С тех пор мать состарилась. Я стал мужчиной. У меня есть дети. В течение долгих лет я каждый день ходил на улицу Щампионне. Я пойду туда завтра или послезавтра. Каждый месяц я плачу матери пособие, на которое она может жить.

Никогда ни я, ни она не произносили ни одного слова о посещении нас Тессоном.

Она знает, что я знаю. Мы разговариваем о том и о другом, как люди, пришедшие с визитом. Она даже считает себя обязанной, как только я прихожу, достать из буфета рюмку и дать мне чего-нибудь выпить. Если я пытаюсь анализировать чувства, возникшие у меня с того дня по отношению к матери, мне кажется, что в них присутствует восхищение. Но восхищение холодное, чисто интеллектуальное.

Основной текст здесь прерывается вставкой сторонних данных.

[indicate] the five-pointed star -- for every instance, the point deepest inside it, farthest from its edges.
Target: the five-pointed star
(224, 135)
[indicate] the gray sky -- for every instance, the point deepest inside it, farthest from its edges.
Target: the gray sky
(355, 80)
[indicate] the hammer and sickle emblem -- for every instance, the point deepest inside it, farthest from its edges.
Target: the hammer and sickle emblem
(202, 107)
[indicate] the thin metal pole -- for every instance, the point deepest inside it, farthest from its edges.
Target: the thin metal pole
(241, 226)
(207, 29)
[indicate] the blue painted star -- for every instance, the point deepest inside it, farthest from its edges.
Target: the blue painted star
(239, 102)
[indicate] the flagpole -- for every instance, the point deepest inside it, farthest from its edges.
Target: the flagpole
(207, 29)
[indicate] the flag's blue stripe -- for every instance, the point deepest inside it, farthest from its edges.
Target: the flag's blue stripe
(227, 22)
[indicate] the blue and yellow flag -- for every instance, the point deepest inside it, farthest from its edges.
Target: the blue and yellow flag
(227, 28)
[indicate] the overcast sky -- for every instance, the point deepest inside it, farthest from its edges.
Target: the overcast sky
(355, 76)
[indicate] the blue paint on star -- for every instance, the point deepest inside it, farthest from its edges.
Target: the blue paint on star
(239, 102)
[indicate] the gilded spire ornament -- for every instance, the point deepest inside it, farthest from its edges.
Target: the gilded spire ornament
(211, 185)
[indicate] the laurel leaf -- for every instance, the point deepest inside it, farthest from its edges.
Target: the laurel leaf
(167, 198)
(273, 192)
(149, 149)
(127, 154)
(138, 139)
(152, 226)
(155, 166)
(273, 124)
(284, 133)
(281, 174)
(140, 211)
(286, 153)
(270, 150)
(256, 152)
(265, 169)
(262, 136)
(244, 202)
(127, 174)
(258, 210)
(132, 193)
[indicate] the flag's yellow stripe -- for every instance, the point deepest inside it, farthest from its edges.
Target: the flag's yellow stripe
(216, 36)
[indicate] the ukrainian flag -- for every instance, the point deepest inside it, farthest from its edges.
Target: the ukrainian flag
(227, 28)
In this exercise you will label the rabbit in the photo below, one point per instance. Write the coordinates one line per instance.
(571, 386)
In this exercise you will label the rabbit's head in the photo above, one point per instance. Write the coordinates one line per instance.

В тот период я еще не знал всего. Да и сейчас только урывками знаю историю нашей семьи, потому что у нас всегда было правилом целомудренно умалчивать о самом важном. Так, например, мне говорили:

– Твой дедушка был очень богат, но у него в жизни случились несчастья, а твоя мать была мужественной. Я принимал это мужество на веру тем более потому, что оно соответствовало внешнему виду моей матери, но я был бы неспособен уточнить, в чем сказалось ее мужество.

Теперь я это знаю. После смерти моего дедушки, вдовца, моей матери было пять или шесть лет, ее взяли к сестрам, монахиням, если я правильно понял. Когда ей исполнилось пятнадцать лет, сестрицы устроили ее продавщицей в мелочную лавку в Сен-Жан-д'Анжели. Это был большой магазин с двумя витринами, где всегда было темновато и пахло поджаренным кофе. Мимо этого магазина мы проходили десятки раз, но мать никогда даже не намекала о том, что работала здесь. По-видимому, с ней там обращались не как с продавщицей, а скорее как с работницей на все случаи жизни; спала она на чердаке. Там она познакомилась с моим отцом, и так объясняется то, что девушка из семьи Тессонов согласилась выйти замуж за простого батрака. Один раз, один-единственный, уж не помню, по поводу чего, отец приподнял край завесы и сказал мне:

– Ты не должен никогда забывать, что твоя мать голодала!

Кто этого не забыл, так это она сама. А также свои унижения!

Стал бы без нее отец тщеславным, гордым, как говорили в Арси? Я думаю, что да. Он страстно хотел жить и наслаждаться. Он твердо решил не оставаться всю жизнь батраком. Но его возвышение произошло бы иначе. Я чувствую, что в наш дом пришло от Малампэна и что от Тессонов. Теперь, когда прошли годы, я чувствую разницу, существовавшую между нашей фермой и другими фермами в той стороне. Этой разницей мы обязаны моей матери, ее серьезности, достоинству, которое она придавала всему, к чему прикасалась.